While in Julia, arrays are parametric and the parametrized types are defined by the types of the containing data, there are only really three types of arrays in MATLAB. The first treats the data as numbers (e.g. Single, Double, etc.), the second as Characters, and the third is anything else, usually a Cell array.

Matrix mathematics are only defined on the first type of array. Using ()-indexing on a Cell results in another Cell. Using {}-indexing will try to make a matrix of the first or second kind.

For this reason, it's common to see for loops in MATLAB of the following kind:

myOutput = zeros(length(myCellArray), 1);
for ii = 1:myCellArray
    myData = myCellArray{ii};
    % do computation on myData, save to myOutput
    % myOutput(ii) = ...
end

Collecting in arrays

If you have a non-numeric, non-character type, such as a struct with some properties, and you want to acquire a vector or matrix of the properties contained within, you can "collect" the properties using []- or {}-collection.

If you want to collect the properties in a numerical or character array, use []-collection. If instead you need the properties to be in a cell array, you should use {}-collection.
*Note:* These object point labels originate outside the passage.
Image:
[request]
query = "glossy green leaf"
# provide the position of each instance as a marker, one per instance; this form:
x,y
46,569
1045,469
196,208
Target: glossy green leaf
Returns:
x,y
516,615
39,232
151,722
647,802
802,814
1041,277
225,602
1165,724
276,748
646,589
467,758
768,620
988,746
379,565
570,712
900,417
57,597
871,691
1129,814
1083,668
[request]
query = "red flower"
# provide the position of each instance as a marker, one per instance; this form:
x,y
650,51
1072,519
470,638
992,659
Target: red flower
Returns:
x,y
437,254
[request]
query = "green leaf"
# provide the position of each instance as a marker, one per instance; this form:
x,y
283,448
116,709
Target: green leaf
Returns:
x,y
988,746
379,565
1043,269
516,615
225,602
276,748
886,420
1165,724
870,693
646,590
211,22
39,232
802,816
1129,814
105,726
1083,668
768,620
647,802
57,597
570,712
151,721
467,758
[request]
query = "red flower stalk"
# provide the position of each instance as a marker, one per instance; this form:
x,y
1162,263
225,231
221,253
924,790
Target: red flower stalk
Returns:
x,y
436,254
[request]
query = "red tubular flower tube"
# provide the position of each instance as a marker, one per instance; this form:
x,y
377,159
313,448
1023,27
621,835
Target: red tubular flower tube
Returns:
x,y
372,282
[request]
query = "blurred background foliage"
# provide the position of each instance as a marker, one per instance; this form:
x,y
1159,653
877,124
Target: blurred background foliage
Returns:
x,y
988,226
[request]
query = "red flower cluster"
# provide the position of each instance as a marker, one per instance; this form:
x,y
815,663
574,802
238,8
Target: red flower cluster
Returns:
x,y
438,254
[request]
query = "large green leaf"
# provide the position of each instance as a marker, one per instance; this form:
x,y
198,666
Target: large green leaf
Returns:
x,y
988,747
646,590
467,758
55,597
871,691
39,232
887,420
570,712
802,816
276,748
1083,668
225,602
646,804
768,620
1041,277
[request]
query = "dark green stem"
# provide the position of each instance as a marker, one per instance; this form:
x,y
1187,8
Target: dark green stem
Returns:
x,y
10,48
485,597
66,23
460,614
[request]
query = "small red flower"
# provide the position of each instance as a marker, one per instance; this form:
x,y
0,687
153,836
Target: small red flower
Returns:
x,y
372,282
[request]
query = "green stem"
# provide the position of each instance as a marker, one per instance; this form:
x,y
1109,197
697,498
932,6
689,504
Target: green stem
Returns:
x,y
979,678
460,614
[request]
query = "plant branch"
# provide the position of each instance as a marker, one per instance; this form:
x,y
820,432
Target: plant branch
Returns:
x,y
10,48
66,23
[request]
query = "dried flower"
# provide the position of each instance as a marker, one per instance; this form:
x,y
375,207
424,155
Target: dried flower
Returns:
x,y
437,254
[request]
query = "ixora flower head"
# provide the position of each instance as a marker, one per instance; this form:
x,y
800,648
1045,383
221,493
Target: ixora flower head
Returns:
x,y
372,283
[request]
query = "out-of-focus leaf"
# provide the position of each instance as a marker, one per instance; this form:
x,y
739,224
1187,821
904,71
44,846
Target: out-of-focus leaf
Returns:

% dir gets information about the files and folders in your current directory
% it returns a struct array
mydir = dir();

[]-collection is great for collecting numbers, but not so much for string often-times

% collect filenames in a character vector
names = [mydir.name]

returns something that looks like

'...BandwidthEstimatorFIt-SNEMLE-time-courseMyDocumentsNEURONRatCatchercpplabhasselmo-tracking'

In comparison, {}-indexing yields

name =

  1×10 cell array

    {'.'}    {'..'}    {'BandwidthEstima…'}    {'FIt-SNE'}    {'MLE-time-course'}    {'MyDocuments'}    {'NEURON'}    {'RatCatcher'}    {'cpplab'}    {'hasselmo-tracking'}

This only produces 1 x n vectors. If you want to maintain some sort of multi-dimensional shape, you will need to reshape.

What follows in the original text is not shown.